Multi-dimensional perception from the Exhibition “Picturing Autism Vietnam”

“Picturing Autism Vietnam” is the title of a photo exhibition on people with autism in Vietnam and the world which is on at the Vietnamese Women’s Museum. This event is part of the activities in response to the first “Vietnam Autism Awareness Day” – April 2nd, 2016, jointly organized by Vietnam Autism Network (VAN), affiliated to the Vietnam Federation on Disability (VFD) and other organizations.

The true photos on display and touching stories told by parents whose children have autism from different countries such as Peru, Indonesia, Mexico, Iceland, USA, and Vietnam bring multi-dimensional perceptions to visitors. They include the difference in behaviors to children with autism which stems from an awareness of autism; the difference in the care for children with autism of the society and educational sector of each country; and the difference in the levels of economic pressure on families of children with autism etc.

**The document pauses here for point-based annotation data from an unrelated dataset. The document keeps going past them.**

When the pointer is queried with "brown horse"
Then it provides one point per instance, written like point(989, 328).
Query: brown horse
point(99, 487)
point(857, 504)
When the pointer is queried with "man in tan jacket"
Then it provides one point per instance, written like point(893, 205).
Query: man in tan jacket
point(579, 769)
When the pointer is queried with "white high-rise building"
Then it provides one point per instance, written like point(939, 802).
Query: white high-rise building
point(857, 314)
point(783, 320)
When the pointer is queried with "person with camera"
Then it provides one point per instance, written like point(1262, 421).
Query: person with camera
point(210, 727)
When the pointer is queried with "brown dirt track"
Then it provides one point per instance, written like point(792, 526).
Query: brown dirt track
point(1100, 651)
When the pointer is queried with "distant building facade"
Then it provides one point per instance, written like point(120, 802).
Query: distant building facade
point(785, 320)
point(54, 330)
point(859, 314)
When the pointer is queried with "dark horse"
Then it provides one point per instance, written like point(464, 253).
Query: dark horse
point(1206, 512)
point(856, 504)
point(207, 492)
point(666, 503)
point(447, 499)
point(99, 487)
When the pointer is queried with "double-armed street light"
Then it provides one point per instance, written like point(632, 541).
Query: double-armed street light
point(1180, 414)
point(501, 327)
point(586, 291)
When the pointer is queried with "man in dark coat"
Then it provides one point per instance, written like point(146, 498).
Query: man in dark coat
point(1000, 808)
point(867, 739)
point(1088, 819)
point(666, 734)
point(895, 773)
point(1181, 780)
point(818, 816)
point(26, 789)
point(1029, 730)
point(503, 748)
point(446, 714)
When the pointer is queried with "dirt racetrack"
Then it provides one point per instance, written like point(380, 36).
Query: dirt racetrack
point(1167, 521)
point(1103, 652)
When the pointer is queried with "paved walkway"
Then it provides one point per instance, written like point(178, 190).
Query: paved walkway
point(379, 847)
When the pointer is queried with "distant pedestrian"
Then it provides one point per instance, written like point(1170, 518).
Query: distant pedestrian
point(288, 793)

But the cross-cutting message of the exhibition is the similarities and strong networking of families having children with autism in coping with difficulties and sharing spiritual support and their creative ideas. This message crosses all barriers of language, culture, education, and social status and the difference in access to services and support resources for people with autism.

American photographer, art historian Debbie Rasiel has spent 25 years caring for and recording images of her son with autism. She has for three years visited different parts of the world to take photos in her successful project “Picturing Autism”.

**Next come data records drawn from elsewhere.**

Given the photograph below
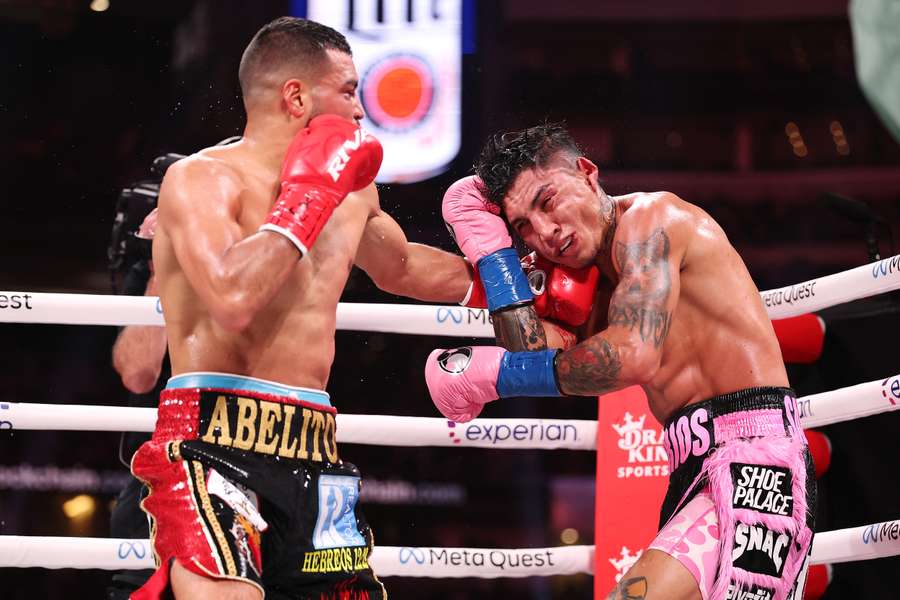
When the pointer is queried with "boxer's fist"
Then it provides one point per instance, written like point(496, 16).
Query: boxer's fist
point(473, 221)
point(462, 380)
point(561, 293)
point(326, 161)
point(147, 230)
point(481, 234)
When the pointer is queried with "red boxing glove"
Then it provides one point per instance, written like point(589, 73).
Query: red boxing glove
point(801, 338)
point(326, 161)
point(561, 293)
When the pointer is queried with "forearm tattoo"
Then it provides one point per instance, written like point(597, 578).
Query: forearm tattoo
point(633, 588)
point(639, 302)
point(518, 329)
point(589, 369)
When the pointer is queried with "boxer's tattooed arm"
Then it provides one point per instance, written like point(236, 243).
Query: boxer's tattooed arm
point(638, 304)
point(518, 329)
point(589, 369)
point(633, 588)
point(640, 300)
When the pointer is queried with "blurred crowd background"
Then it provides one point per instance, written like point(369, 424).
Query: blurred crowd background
point(752, 110)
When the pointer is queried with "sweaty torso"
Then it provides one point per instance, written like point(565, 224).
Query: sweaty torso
point(720, 338)
point(291, 340)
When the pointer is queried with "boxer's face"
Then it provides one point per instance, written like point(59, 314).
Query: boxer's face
point(335, 91)
point(555, 211)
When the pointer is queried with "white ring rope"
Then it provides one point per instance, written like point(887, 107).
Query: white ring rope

Visitors have left their true impressions after visiting the exhibition.“Thank you so much for bringing to the exhibition love and kindness. I was moved to see the photos and reading stories behind those lovely children with autism. They are angels, deserving love, empathy, and care from everyone”.

“The exhibition makes me think seriously about autism, what I had never thought of in the past”.

The exhibition will be on until April 9, 2016!